Burial, referencing nature even by name, can’t seem to take design literally. First he gave us his self-titled debut, a homegrown left-field entry into 2006 that sedated a craving for the forgotten dubstep that we didn’t know we had. It was off handed and flawed, but the mark was left, a loose, tribal force of computers vs. jungle that couldn’t sit still. In a year and a half, the dubstep producer broadened the rusty metropolis of
Burial, softening the edges into the brooding atmosphere of
Untrue, an album that finds this self-proclaimed “rubbish super-hero” mingling into the obscurity of the underground club culture that doesn’t dwell on names or faces, but emotions and odds. And in finding the entangled roots that bound
Burial to the bustling city night life, Burial has livened
Untrue not only into a more familiar, uplifting plateau, but one that breathes organic life into his combated, technological ends.

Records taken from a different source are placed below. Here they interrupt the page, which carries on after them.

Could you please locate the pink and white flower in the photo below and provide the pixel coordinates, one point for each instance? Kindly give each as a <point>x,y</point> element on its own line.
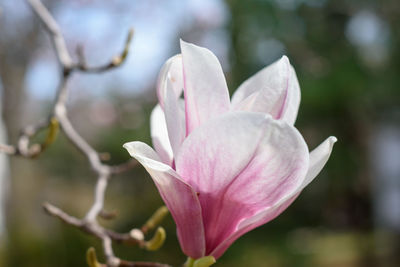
<point>226,167</point>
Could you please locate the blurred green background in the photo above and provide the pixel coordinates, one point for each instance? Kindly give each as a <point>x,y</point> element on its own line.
<point>346,56</point>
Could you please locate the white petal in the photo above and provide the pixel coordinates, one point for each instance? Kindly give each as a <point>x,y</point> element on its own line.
<point>206,92</point>
<point>179,197</point>
<point>159,135</point>
<point>318,158</point>
<point>274,90</point>
<point>171,72</point>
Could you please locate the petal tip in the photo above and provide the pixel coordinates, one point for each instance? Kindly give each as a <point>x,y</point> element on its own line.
<point>332,139</point>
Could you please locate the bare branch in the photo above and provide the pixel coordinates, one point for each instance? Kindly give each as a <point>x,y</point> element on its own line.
<point>59,116</point>
<point>115,62</point>
<point>54,31</point>
<point>11,150</point>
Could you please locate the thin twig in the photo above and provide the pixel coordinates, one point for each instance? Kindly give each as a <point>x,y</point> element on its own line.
<point>59,115</point>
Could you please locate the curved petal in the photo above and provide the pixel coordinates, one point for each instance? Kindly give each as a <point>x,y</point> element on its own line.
<point>171,71</point>
<point>179,197</point>
<point>159,135</point>
<point>206,92</point>
<point>274,90</point>
<point>318,158</point>
<point>175,118</point>
<point>251,223</point>
<point>241,163</point>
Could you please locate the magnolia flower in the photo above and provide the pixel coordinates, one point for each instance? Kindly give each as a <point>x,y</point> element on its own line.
<point>226,167</point>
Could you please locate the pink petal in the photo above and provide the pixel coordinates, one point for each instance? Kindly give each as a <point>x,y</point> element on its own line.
<point>179,197</point>
<point>240,163</point>
<point>251,223</point>
<point>206,92</point>
<point>159,135</point>
<point>274,90</point>
<point>318,158</point>
<point>171,72</point>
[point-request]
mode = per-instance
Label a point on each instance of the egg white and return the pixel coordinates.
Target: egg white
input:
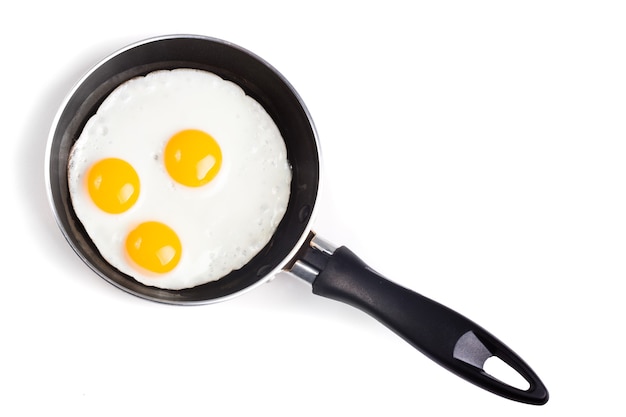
(221, 225)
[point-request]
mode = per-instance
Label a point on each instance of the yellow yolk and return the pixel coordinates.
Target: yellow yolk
(113, 185)
(154, 247)
(192, 157)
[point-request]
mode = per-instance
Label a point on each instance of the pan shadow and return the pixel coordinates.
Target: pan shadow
(31, 156)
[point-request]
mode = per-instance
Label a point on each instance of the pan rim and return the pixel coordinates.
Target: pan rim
(48, 166)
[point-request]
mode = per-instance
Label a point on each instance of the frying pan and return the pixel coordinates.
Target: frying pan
(445, 336)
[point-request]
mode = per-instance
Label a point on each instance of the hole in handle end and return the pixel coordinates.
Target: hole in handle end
(506, 374)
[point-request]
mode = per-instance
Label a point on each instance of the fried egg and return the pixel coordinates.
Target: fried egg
(179, 178)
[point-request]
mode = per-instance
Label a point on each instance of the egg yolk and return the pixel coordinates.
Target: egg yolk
(154, 247)
(192, 157)
(113, 185)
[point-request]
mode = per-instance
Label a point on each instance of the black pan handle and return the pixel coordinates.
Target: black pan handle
(447, 337)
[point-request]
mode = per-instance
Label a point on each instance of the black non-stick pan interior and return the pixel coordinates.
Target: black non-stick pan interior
(260, 81)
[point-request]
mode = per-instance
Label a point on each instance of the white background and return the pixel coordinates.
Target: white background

In this aspect, Burial treats
Untrue like his own underground playground, shifting his focus without forgetting his goal. Treated as a lowly pickpocket, Burial takes loose odds and ends from others to build his collection of knick-knacks and garage noises, where bullet casings hitting concrete from
Metal Gear Solid and Vin Diesel’s keys make cameo appearances in samples. They’re just some of many small odes to detail that crowd the dusty corners of
Untrue without toppling it over. The product of the centerpiece “Archangel” feels satisfying and absurd, fishing depth out of its woodblock percussion and grimy synths that work in Burial’s gloomy, longing lyricism (“Holding you– good at being alone/loving you– good at being alone/kissing you– tell me I belong/it's not why I trust you”). That acknowledgement to the tragic ephemeral nature of the shared kinetic spaces within the clubs that come to inform
Untrue drives the crinkling tones to “Near Dark” and the drama drenched back-and-forth of feminine vocals in the drifting wisps of “Homeless.” The crass piano to “In McDonalds” coupled with the track's title says more about its foggy, fluorescent lit locale than its hazy dialogue seems capable of.